All of this takes energy to do, and the world is full of distractions and temptations.
- I get overwhelmed and stressed,
- I have down days where I feel like shit,
- I have times when I feel disconnected and depressed.
These are all reasons why this last point is so powerful. It’s what sustains me through all the ups and downs – and shit life throws at you.
I realised that no matter how much I grow, no matter how good I become. I still can’t control the chaos of life.
So I need to put my trust and faith in something greater than myself.
For me, this meant forming a spiritual connection, and relationship with what many people call God.
When I learned that no matter how well I put myself together, shit can still fall apart around me – that alone, I wasn’t enough. I realised that I needed to humble myself, and ground my mind and life in an intelligence that all things arise from.

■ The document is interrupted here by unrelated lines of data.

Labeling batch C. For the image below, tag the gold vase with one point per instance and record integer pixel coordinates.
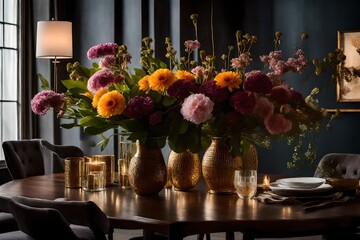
(184, 169)
(218, 167)
(147, 171)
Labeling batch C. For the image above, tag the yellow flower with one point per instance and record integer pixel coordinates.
(89, 95)
(161, 80)
(184, 75)
(111, 103)
(144, 84)
(230, 80)
(97, 96)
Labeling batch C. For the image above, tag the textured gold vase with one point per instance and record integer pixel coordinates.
(184, 170)
(218, 167)
(147, 171)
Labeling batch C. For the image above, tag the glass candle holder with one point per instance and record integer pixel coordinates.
(109, 161)
(74, 171)
(94, 179)
(245, 182)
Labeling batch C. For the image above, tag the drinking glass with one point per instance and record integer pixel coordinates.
(245, 182)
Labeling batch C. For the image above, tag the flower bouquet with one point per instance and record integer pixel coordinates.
(187, 101)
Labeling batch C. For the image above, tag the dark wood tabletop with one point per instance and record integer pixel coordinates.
(180, 214)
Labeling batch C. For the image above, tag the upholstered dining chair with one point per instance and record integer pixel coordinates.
(340, 165)
(31, 157)
(52, 219)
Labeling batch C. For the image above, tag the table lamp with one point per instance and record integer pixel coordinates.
(54, 41)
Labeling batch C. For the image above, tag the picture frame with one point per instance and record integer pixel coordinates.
(348, 90)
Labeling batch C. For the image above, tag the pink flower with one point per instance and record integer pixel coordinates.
(100, 79)
(192, 44)
(102, 50)
(263, 108)
(243, 102)
(280, 94)
(46, 99)
(197, 108)
(107, 62)
(277, 124)
(258, 82)
(241, 62)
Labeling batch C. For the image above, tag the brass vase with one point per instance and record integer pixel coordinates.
(218, 167)
(147, 171)
(184, 170)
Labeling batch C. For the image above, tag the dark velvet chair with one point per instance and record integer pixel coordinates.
(32, 157)
(340, 165)
(51, 219)
(25, 158)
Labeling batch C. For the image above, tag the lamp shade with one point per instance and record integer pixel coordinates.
(54, 39)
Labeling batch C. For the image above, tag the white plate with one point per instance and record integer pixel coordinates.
(301, 182)
(276, 188)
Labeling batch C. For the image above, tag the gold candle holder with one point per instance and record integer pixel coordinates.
(73, 171)
(109, 161)
(94, 179)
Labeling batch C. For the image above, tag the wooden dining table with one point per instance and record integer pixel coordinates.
(178, 214)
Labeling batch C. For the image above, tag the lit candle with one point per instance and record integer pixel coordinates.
(266, 182)
(94, 176)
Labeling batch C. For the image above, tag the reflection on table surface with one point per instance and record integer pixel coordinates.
(179, 214)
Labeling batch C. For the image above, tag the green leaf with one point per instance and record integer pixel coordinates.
(96, 130)
(69, 84)
(44, 83)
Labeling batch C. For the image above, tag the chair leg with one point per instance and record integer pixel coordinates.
(230, 236)
(208, 236)
(201, 236)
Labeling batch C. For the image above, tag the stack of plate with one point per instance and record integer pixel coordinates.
(299, 185)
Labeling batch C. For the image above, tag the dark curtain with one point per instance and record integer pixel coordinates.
(28, 126)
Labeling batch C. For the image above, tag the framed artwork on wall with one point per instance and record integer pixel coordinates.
(348, 84)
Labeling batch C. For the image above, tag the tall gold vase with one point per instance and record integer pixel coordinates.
(184, 169)
(218, 167)
(147, 171)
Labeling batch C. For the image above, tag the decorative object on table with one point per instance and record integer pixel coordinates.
(94, 178)
(127, 149)
(74, 168)
(184, 169)
(109, 161)
(186, 102)
(218, 167)
(266, 182)
(341, 184)
(147, 170)
(245, 182)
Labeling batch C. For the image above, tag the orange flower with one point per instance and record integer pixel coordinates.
(230, 80)
(144, 84)
(184, 75)
(111, 103)
(97, 96)
(161, 80)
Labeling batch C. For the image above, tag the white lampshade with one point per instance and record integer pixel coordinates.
(54, 39)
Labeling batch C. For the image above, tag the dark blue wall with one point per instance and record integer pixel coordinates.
(127, 21)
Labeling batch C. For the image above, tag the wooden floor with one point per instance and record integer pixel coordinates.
(121, 234)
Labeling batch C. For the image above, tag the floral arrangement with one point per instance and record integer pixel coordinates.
(186, 101)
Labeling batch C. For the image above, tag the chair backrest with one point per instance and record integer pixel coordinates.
(344, 165)
(41, 223)
(85, 213)
(31, 157)
(23, 158)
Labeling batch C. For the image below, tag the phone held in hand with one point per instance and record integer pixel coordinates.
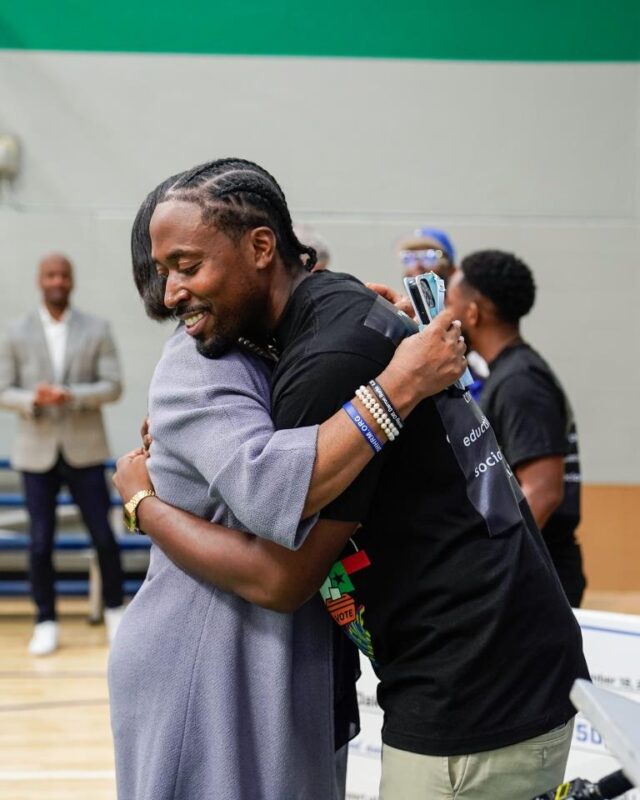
(427, 293)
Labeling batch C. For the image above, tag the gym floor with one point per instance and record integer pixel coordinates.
(55, 740)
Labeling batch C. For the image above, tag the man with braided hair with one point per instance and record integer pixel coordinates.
(445, 584)
(213, 696)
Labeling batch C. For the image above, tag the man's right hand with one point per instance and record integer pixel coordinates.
(426, 363)
(49, 395)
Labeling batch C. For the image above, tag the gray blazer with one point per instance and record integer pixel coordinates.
(91, 373)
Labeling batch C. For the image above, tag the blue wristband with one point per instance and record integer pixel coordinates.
(375, 443)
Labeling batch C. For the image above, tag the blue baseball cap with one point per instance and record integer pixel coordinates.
(441, 238)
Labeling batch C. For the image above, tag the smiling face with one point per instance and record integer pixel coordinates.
(55, 279)
(216, 284)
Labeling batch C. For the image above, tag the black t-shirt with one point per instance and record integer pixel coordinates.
(532, 418)
(447, 586)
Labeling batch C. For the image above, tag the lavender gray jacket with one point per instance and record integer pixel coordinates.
(213, 698)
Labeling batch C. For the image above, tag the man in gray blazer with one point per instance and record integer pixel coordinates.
(57, 367)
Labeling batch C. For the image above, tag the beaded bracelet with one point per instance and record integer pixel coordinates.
(377, 412)
(390, 408)
(375, 443)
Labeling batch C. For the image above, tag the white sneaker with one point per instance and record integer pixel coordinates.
(112, 619)
(44, 639)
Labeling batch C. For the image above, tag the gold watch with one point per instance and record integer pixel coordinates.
(129, 511)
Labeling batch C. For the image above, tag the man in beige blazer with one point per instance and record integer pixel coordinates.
(57, 367)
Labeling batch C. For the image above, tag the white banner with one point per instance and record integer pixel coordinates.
(612, 650)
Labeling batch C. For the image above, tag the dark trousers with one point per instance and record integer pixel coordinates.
(88, 489)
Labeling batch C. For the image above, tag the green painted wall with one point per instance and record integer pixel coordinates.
(515, 30)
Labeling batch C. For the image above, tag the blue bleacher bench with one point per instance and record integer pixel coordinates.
(80, 542)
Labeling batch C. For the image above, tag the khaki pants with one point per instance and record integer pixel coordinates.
(518, 772)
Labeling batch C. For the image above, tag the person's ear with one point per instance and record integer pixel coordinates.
(263, 246)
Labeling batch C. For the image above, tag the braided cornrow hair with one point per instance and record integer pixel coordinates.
(234, 194)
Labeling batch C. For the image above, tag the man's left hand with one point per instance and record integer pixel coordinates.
(131, 475)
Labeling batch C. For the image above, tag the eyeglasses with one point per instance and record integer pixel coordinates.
(412, 258)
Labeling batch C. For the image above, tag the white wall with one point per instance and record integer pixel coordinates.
(539, 158)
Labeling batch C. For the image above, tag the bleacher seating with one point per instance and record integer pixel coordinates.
(80, 543)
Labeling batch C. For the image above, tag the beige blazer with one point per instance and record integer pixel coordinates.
(91, 373)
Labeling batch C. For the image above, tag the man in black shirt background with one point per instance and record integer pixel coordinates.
(445, 583)
(524, 402)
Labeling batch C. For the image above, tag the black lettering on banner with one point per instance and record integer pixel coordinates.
(492, 487)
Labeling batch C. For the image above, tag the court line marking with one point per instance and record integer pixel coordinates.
(58, 775)
(51, 704)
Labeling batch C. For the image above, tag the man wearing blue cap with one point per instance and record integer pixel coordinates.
(427, 250)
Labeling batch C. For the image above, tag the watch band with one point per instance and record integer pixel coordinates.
(131, 506)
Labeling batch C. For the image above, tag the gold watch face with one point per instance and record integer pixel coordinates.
(130, 520)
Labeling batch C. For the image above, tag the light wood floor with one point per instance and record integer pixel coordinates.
(55, 740)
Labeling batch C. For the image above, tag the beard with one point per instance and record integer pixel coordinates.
(248, 319)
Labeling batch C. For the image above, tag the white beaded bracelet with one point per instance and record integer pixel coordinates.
(369, 401)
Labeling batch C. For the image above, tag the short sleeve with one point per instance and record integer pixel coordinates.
(312, 392)
(528, 416)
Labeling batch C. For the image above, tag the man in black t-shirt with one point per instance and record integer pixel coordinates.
(524, 402)
(445, 583)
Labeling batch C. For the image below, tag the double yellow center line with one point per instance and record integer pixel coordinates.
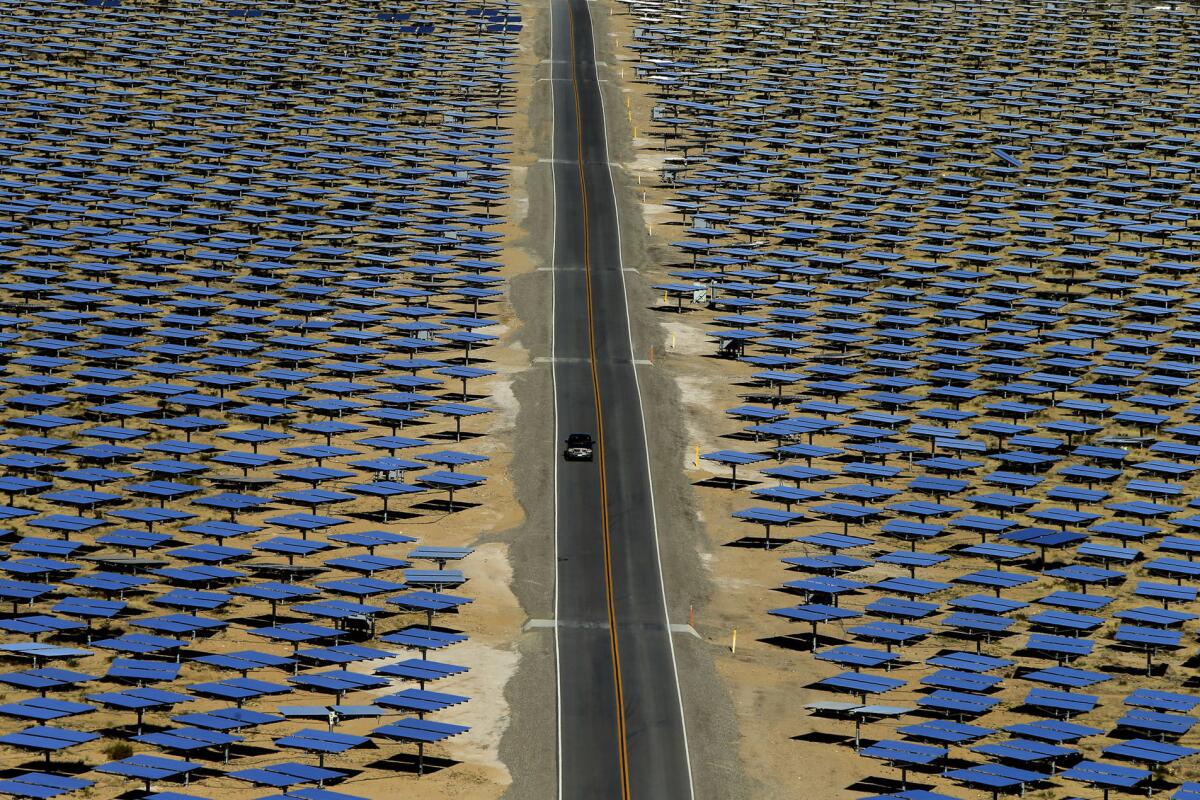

When I started to do this, when I started to give my life over to a power greater than myself and to ask for it’s help – this is when I started to experience my life being guided in a way like never before.
This is when I started to experience a peace of mind and wholeness in my heart no matter the circumstances in the world around me.
My sense of fulfilment and worthiness – was no longer a condition of the results that I had achieved in my life.
I had learned to believe in an intelligence that transcends all things, and I learned that this power also believed in me.
This understanding gives me more power to move through life and act as my best self, than anything I have ever encountered.
Conclusion
Personal growth is a never-ending, ongoing process – and through commitment to this process, it can help you to climb out of the hell-like pits that you may find yourself in.
But once you’re out of those pits, and you’re walking on firm (fairly) level ground, it also helps you to understand that as you are right now, you are enough.
You learn that it’s ok to fully accept yourself as you are right now, and still walk the challenging path that will make you, and the world around you, better.